Depois do primeiro-ministro passar frontalmente responsabilidades sobre o futuro do Executivo para as mãos dos partidos da Oposição, ameçando-os com uma moção de confiança, o PCP não hesitou e anunciou uma nova moção de censura ao Governo, depois da apresentada pelo Chega.
Com as cartas na mão, Pedro Nuno Santos vincou que chumbará as duas moções e exortou o primeiro-ministro a ter coragem para assumir as consequências do caso à volta da empresa familiar e a não transferir para o “Parlamento uma decisão que é só sua”.
Já depois da intervenção do líder socialista, o ministro das Finanças, Miranda Sarmento, afastou o cenário da apresentação de uma moção de confiança, uma vez que o “chumbo de duas moções de censura” dão ao Governo da AD “as condições necessárias para governar”. Do ponto de vista das ilações pessoais, Montenegro passou a Spinumviva para a alçada dos filhos e assegurou que a consultora deixará de ter sede na sua habitação familiar, em Espinho. Em silêncio continua o presidente da República.
Após estar reunido ao longo de duas horas com o núcleo duro do PSD e depois de um Conselho de Ministros relâmpago, o primeiro-ministro começou a declaração ao país, sem direito a perguntas dos jornalistas, a afirmar que prestou todos os esclarecimentos possíveis, acusando a Oposição de querer alimentar “um ciclo vicioso” de polémicas.
Nem crime, nem falha ética
Num discurso com pouco mais de 15 minutos, Montenegro reafirmou que não cometeu “nenhum crime, nem nenhuma falha ética”. Garantiu que nunca cedeu a nenhum interesse “particular” em detrimento do bem comum.

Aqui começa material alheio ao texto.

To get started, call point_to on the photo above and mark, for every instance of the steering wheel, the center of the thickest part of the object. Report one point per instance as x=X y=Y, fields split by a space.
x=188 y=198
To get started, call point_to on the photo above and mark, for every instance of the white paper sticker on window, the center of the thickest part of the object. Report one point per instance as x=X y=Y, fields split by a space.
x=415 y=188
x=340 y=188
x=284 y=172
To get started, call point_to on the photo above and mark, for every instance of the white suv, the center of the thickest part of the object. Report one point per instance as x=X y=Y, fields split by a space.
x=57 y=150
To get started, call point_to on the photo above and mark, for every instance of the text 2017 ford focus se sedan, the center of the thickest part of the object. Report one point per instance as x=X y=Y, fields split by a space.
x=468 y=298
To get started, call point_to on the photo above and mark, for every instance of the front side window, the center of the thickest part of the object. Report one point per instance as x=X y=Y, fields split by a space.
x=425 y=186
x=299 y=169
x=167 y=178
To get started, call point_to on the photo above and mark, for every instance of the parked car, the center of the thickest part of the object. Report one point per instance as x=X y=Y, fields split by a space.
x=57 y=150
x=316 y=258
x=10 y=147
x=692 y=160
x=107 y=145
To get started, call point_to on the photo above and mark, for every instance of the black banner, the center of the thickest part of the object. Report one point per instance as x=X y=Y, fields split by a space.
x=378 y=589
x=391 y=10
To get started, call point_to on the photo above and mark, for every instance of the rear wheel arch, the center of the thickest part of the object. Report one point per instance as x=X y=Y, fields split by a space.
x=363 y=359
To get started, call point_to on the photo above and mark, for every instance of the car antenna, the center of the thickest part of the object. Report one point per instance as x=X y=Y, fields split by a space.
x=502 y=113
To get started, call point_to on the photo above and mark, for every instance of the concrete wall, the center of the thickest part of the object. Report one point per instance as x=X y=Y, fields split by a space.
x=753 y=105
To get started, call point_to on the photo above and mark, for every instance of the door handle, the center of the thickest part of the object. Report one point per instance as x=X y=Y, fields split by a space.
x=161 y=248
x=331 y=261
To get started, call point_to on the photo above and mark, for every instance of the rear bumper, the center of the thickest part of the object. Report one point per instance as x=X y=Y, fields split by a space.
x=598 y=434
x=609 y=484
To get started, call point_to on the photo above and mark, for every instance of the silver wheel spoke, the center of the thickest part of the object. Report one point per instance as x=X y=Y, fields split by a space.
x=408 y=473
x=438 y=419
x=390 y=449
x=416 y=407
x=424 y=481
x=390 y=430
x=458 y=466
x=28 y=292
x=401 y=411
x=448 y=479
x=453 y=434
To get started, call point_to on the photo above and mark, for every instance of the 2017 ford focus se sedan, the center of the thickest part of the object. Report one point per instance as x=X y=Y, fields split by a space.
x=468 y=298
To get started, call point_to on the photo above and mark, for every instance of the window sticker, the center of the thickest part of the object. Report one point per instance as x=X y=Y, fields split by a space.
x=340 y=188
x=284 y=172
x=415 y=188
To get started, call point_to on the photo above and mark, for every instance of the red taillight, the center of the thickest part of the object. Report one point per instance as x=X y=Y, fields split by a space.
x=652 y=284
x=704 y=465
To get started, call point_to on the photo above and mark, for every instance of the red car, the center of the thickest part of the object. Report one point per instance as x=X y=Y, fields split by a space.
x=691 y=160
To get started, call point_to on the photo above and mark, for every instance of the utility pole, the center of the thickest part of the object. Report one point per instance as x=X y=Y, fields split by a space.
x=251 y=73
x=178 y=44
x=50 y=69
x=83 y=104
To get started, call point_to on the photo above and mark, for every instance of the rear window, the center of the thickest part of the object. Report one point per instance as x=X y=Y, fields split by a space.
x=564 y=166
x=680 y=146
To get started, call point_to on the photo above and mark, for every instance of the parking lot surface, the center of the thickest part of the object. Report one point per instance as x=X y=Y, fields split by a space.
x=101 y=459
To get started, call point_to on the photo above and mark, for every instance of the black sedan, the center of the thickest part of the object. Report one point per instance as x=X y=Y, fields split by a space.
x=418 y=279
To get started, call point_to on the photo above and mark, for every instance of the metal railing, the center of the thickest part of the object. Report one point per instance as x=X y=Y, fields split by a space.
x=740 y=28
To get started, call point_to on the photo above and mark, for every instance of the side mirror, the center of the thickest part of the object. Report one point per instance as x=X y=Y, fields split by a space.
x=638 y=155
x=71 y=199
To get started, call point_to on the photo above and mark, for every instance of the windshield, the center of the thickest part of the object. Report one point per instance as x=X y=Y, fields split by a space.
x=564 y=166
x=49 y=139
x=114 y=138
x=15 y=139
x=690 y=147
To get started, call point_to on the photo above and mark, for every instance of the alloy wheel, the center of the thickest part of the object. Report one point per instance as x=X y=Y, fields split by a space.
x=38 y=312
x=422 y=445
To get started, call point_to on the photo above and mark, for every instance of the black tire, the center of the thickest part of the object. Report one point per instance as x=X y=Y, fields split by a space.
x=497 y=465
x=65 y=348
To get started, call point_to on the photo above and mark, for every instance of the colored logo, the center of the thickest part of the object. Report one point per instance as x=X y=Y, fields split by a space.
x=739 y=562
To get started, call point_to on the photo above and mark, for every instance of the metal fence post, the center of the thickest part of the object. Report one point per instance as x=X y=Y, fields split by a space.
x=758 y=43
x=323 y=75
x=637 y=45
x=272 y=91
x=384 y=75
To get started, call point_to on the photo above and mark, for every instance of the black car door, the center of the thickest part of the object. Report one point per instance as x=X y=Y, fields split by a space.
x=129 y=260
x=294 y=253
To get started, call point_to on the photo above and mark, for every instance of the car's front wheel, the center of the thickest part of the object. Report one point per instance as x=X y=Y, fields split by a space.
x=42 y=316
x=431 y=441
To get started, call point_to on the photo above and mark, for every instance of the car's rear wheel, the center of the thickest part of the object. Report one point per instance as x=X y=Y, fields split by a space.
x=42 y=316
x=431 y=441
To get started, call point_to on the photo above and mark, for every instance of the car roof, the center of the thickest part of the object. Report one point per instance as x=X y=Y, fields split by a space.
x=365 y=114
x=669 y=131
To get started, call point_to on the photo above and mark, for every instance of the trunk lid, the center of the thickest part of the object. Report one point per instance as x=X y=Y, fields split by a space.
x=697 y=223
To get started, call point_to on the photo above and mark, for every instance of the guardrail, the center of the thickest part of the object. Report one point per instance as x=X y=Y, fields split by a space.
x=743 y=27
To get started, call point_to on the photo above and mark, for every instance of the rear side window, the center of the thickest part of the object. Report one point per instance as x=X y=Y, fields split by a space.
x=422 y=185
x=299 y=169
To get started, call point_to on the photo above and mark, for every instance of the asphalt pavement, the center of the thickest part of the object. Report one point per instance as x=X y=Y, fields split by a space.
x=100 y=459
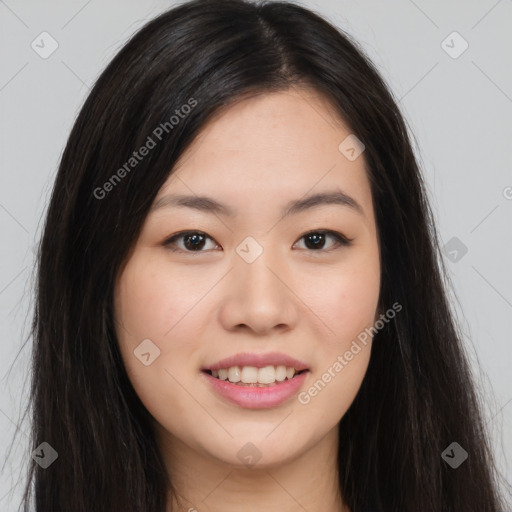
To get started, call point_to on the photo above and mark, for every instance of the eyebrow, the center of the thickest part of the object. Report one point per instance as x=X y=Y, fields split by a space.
x=209 y=205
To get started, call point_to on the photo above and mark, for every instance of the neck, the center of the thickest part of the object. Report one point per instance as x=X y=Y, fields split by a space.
x=307 y=482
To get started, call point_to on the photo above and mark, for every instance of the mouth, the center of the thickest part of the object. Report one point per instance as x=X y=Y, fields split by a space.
x=252 y=376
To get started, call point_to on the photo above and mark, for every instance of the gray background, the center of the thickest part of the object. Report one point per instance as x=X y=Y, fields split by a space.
x=459 y=110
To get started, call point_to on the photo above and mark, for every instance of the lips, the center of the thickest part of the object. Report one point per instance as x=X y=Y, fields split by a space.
x=271 y=387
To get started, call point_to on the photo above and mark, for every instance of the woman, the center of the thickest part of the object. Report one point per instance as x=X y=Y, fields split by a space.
x=240 y=304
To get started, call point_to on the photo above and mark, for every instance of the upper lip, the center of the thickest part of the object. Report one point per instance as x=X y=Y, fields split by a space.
x=259 y=361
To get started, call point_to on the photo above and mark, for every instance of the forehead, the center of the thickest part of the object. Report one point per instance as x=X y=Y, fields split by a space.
x=270 y=148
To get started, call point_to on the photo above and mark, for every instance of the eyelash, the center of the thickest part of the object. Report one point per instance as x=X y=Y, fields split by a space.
x=340 y=239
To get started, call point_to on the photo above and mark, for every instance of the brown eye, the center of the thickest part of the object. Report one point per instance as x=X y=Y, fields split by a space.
x=192 y=241
x=316 y=240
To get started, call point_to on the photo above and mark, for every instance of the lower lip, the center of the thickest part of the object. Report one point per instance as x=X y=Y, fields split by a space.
x=257 y=397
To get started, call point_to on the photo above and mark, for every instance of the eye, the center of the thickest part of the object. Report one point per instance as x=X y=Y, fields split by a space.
x=194 y=241
x=315 y=240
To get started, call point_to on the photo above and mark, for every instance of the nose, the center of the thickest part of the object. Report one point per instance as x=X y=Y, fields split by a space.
x=259 y=297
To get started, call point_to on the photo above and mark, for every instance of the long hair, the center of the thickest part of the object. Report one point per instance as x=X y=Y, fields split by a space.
x=417 y=396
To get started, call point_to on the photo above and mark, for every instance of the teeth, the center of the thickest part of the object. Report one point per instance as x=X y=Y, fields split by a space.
x=252 y=375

Seguro de que encerrará todas as polémicas, sem ter adiantado mais explicações sobre a empresa, defendeu a família e anunciou a decisão pessoal de entregar totalmente aos filhos a Spinumviva. “Deviam os meus filhos ficar inibidos de dar seguimento ao que criaram comigo só porque me encontro nesta situação? Pergunto a mim próprio se tenho o direito de privar os meus filhos de trabalhar por causa da minha atividade política”, notou.
Ladeado por todos os ministros, lembrou que o país “está em movimento”, que os indicadores económicos apontam que Portugal “está forte e recomenda-se”, não sendo altura para uma nova crise política.
“Estou aqui desde a primeira hora em exclusividade total de dedicação à função de coordenação da ação do Governo e da representação de Portugal. Assegurei, com os membros do Governo, sempre a estabilidade política”, garantiu.
Escrutínio saudável
Ainda assim, notou que não vai fugir às “responsabilidades”, mostrando-se disponível para um “escrutínio saudável e democrático”. “Só estaremos cá com a vossa confiança e com a vossa legitimação”, sublinhou. E, virando mais uma vez a agulha para os partidos da Oposição, deafiou-os a declararem “sem tibiezas” se consideram que o “Governo dispõe de condições para continuar a executar o programa do Governo”. “Sem essa resposta, a clarificação política exigirá a confirmação dessas condições no Parlamento”, acrescentou, aludindo à moção de confiança, descartada no final da noite pelo núcleo duro do PSD, após a reação do PS.
Marcelo Rebelo de Sousa assistiu ao discurso no Palácio de Belém, mas está sem falar ao país desde quinta-feira.
Dias agitados
15.02.2025 - Empresa familiar
Foi noticiado que a mulher e os filhos de Luís Montenegro detêm a Spinumviva, com sede na casa do primeiro-ministro, em Espinho. A empresa foi constituída em janeiro de 2021, tendo Montenegro renunciado à gerência a 30 de junho de 2022, após ser eleito presidente do PSD. O chefe do Governo vendeu as quotas à mulher, explicou na altura.
19.02.2025 - Sócio maioritário
São revelados novos pormenores sobre a polémica. Montenegro, alegadamente, está em potencial conflito de interesses uma vez que a venda da quota do primeiro-ministro à mulher é considerada nula pelo Código Civil. Montenegro é o sócio maioritário e dono da Spinumviva. A Oposição exige mais esclarecimentos ao primeiro-ministro.
21.02.2025 - Moção de censura
Face ao silêncio de Montenegro, o Chega anunciou a primeira moção de censura a este Governo. Durante o debate, Pedro Nuno Santos exigiu a lista dos clientes da Spinumviva, os serviços prestados e os trabalhadores da empresa, mas sem sucesso. Ainda assim, a iniciativa foi rejeitada.
28.02.2025 - Solverde é cliente
É conhecida a avença mensal de 4500 euros da Solverde à Spinumviva. Horas depois, é divulgada a lista dos clientes com “vínculo permanente” à sociedade.